The lack of creativity and “economic incompetence” displayed by South Africa’s policy makers is the reason why South Africans, looking to grow their investment portfolio and generate wealth, should consider betting largely on offshore markets, says investment heavyweight Magda Wierzycka.
Wierzycka, the founder and executive chair of JSE-listed Sygnia Limited, was speaking at Moneyweb’s Better Investor Conference on Thursday.
She advised investors aiming for wealth generation through long-term investment to not only maximise their offshore exposure in equities, but to also ensure their portfolios are well diversified.
“To be perfectly honest, I don’t see how South African equities represent great, long-term value for investors as it stands at the moment. Unless of course by some miracle, the ANC has a magic wand that will fix all the problems we have – which they don’t,” Wierzycka said.

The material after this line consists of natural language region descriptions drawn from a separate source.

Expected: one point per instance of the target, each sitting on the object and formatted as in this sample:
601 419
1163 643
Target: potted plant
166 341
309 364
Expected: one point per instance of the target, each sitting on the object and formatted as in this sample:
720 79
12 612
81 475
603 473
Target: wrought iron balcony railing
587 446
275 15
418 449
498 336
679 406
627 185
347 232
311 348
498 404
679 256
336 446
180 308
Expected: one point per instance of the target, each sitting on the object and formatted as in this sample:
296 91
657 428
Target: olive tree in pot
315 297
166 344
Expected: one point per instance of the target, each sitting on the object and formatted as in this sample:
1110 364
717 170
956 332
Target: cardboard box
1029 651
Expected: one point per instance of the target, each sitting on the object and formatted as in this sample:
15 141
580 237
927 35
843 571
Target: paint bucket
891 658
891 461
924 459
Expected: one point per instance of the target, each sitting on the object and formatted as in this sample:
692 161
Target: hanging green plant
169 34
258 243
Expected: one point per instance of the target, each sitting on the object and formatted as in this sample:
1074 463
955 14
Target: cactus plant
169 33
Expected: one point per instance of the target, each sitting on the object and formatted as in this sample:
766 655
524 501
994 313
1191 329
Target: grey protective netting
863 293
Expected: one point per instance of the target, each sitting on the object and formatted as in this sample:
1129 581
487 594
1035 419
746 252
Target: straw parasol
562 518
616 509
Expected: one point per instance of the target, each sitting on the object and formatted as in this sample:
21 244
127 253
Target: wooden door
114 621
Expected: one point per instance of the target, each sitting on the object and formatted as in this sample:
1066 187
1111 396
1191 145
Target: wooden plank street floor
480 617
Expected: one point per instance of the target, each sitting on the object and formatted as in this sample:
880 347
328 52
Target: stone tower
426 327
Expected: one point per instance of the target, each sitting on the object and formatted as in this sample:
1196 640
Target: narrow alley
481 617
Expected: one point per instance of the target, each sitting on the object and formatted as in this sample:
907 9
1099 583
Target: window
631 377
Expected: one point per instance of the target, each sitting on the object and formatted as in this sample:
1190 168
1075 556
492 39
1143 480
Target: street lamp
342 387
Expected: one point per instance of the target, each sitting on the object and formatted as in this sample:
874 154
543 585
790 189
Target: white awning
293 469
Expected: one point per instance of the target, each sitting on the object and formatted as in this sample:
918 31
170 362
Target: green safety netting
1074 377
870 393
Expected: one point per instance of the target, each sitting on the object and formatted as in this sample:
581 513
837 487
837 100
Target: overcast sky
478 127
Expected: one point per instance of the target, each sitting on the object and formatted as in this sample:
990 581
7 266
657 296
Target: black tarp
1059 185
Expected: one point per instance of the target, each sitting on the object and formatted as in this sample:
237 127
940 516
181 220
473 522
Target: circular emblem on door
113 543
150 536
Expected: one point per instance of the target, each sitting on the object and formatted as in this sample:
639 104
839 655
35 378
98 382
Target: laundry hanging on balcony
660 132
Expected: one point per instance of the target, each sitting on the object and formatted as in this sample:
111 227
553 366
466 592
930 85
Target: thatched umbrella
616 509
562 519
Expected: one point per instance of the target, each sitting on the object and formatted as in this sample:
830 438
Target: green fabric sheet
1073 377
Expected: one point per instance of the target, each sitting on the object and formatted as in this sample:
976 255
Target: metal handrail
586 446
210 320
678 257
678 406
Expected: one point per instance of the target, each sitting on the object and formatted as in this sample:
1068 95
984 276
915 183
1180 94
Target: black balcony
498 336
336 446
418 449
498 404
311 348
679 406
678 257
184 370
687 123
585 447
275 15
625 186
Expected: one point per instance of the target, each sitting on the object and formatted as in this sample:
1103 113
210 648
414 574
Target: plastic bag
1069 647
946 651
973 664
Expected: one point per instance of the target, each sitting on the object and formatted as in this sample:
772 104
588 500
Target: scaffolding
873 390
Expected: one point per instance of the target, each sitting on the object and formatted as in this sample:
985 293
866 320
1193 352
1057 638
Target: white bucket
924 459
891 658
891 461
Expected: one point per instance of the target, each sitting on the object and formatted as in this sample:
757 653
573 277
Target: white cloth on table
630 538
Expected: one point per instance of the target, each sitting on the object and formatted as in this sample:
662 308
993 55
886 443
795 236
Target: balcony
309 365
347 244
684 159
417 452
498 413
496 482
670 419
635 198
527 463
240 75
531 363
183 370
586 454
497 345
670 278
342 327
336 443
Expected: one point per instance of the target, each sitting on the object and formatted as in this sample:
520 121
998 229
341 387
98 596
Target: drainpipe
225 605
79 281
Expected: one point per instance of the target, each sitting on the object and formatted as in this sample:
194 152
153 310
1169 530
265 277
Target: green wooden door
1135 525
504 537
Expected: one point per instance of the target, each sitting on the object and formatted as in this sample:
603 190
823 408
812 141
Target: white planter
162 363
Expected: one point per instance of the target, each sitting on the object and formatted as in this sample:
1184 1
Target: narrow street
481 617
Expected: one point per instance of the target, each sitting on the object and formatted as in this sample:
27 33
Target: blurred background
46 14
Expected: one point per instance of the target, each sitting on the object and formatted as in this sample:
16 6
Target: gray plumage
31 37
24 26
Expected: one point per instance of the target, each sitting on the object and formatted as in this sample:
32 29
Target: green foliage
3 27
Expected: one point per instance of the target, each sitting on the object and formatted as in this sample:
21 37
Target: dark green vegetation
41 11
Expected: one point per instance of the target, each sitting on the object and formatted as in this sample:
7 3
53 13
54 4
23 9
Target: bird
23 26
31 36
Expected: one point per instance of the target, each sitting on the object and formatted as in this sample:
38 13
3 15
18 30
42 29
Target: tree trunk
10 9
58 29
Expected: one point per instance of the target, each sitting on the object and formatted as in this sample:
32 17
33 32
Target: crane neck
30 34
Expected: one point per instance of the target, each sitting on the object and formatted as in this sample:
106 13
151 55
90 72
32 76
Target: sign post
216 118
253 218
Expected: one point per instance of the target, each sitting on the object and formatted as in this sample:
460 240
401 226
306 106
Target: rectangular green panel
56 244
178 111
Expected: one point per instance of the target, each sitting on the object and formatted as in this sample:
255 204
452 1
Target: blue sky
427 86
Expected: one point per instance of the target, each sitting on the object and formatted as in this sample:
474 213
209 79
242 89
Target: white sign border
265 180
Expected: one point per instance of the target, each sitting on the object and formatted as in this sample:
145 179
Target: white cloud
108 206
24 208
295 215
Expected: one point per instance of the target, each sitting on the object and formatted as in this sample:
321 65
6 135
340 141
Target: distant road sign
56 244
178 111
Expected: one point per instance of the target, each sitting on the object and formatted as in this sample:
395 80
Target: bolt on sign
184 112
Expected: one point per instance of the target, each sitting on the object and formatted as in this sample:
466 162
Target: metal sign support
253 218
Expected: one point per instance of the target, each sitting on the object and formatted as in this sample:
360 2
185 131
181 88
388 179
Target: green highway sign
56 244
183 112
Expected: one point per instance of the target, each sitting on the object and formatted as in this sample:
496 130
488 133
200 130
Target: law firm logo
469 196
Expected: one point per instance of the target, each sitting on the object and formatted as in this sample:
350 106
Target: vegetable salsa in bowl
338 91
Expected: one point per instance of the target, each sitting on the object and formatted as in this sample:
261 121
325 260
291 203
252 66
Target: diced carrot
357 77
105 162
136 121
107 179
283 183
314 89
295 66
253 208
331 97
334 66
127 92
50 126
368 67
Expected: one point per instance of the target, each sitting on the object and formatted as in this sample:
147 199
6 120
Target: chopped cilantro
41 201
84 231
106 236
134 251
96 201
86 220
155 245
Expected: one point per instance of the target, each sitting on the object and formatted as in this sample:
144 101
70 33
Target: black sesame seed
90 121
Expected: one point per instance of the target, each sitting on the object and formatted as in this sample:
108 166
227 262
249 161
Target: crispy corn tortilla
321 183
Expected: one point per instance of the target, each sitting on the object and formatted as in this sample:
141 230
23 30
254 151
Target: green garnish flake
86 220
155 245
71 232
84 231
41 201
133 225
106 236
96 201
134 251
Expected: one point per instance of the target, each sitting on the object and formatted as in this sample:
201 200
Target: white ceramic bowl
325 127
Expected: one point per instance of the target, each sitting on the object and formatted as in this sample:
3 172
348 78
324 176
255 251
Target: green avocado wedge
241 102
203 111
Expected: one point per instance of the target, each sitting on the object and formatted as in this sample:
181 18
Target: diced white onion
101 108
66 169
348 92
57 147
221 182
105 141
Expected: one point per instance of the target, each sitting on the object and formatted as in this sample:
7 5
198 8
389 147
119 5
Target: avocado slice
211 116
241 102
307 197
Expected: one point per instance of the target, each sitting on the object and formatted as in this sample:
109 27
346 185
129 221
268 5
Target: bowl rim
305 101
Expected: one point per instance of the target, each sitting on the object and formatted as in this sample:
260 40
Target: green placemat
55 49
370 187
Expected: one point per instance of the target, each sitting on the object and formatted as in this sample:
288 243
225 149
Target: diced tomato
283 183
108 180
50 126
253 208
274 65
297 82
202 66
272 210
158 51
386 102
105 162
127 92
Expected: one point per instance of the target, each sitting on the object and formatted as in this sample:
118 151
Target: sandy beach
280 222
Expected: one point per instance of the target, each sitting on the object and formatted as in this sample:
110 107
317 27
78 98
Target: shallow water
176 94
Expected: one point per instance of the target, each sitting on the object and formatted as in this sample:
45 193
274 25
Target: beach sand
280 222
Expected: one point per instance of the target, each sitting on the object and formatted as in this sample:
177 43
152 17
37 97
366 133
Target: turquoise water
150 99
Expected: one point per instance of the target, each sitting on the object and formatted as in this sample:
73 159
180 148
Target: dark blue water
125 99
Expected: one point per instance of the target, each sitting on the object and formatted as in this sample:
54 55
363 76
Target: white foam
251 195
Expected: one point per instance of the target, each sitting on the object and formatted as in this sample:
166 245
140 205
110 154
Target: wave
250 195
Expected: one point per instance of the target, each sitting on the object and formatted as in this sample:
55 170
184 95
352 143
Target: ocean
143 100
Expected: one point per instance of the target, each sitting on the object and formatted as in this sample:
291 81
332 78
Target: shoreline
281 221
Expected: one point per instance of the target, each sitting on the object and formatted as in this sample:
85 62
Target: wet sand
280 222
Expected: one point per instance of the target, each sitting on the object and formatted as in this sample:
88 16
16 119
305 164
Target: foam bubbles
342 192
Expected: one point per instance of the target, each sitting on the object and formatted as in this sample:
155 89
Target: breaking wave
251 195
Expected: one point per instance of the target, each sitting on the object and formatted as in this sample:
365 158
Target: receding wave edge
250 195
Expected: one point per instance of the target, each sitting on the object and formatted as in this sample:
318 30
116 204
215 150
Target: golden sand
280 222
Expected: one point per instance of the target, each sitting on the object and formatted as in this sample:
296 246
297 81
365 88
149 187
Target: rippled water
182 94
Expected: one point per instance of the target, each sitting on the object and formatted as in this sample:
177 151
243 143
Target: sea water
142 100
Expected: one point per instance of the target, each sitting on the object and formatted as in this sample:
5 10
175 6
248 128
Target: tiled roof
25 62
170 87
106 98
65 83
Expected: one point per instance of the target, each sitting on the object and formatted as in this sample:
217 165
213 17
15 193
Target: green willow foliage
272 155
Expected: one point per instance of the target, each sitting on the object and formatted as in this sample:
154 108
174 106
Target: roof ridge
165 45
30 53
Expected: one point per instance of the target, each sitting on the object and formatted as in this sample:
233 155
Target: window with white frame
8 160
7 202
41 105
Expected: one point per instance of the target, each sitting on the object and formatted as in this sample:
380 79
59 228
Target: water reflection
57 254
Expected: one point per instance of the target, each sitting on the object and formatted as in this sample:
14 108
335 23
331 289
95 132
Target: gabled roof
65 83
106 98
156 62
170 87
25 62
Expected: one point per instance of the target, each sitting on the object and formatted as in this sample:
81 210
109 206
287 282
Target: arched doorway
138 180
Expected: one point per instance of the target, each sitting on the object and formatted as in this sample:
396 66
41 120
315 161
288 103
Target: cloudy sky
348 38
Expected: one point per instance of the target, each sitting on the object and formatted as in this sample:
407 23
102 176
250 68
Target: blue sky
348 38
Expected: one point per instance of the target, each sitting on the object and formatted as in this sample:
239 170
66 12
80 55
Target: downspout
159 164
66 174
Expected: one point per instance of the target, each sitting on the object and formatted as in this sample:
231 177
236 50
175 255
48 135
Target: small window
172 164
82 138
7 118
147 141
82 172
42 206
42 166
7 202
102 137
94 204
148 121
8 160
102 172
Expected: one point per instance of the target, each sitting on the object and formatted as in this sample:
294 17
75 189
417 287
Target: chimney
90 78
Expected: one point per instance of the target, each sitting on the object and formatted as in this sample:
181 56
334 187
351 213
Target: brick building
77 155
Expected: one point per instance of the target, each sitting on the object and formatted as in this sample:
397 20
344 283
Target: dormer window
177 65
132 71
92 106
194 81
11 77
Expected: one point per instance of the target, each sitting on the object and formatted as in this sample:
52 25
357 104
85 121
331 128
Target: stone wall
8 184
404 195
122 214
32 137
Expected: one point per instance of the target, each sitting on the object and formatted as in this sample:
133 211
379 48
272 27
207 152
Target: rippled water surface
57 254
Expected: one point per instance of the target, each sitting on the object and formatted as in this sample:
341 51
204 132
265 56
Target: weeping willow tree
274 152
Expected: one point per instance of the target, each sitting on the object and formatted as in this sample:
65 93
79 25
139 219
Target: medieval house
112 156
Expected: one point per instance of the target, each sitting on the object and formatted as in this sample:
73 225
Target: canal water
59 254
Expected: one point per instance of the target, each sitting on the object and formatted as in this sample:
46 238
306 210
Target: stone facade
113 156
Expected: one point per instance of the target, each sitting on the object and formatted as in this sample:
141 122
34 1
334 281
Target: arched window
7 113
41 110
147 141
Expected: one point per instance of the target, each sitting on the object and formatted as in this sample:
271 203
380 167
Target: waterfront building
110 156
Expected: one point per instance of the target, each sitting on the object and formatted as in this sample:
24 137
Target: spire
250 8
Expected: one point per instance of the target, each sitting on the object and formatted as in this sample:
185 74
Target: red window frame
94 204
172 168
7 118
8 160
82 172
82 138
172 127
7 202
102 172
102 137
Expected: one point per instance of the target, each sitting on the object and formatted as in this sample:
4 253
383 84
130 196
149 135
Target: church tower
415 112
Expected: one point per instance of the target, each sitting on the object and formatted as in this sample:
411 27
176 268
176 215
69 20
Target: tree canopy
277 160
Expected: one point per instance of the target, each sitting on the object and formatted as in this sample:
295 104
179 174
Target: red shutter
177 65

Should investors want to invest in South Africa, Wierzycka stressed caution, saying this should be kept to a minimum, citing the country’s low economic growth rate, high unemployment, rising inflation, mounting infrastructural challenges and an economically incompetent government as some of the key deterrents.
“In South Africa – given how high our bond yields are and how high they are likely to remain, given the fiscal and economic position – I would split my money between bonds and some of South Africa’s equities,” she added.
It’s not all hopeless
Speaking on a panel with Wierzycka at the conference, First Avenue Investment Management’s CIO Hlelo Giyose took on a more positive perspective regarding South Africa’s investment environment. He said that despite the challenges the country faces, the time to trash South Africa as a viable investment destination has not yet arrived.
Disagreeing with Wierzycka sentiments about the strength of the country’s equities environment, he advocated South Africa’s case, noting that the local market still can contribute to building a portfolio positioned for wealth generation, despite all the things that may seem wrong.
“In no small part, this has happened because South Africa has commodities that participate in global growth…
“South Africa has phenomenal management companies that are really focused on capital allocation and not building over capacity,” said Giyose.
“Unlike [the] Chinese and Japanese management companies [that] build capacity and over supply the economy with capital – with manufacturing capacity, with industrial capacity – we’re de-industrialising because we’re so focused on getting returns per dollar-per rand invested.” he added.
However, Giyose agreed with Wierzycka that South Africa does hold significant risk – much of it political. Considering this, he acknowledges the role offshore investments continue to play in strengthening one’s portfolio.
“This is especially so given our lethargic economic growth rate.”
Statistics South Africa’s most recent Gross Domestic Product (GDP) figure for the first quarter of 2022 came in slightly higher than economists expected at 1.9%, led mainly by growth in the manufacturing and trade, catering and accommodation industries.
Despite this, most economists – in their annual growth forecasts – anticipate GDP to stay below 2% for 2022. This will be much lower than the 4.9% overall growth reported in 2021, albeit off a low base following the Covid-19 fallout in 2020.
“South Africa is only about 0.8%, maybe less, of global GDP and that’s shrinking. South Africa’s financial assets are about 2% or less of global financial assets and that too is shrinking while other countries are getting bigger,” Giyose noted.
“So, when you’re an investor and you’re looking to parlay your investments or your capital or savings globally, be very mindful of the fact that there’s greater opportunity in the world,” he conceded.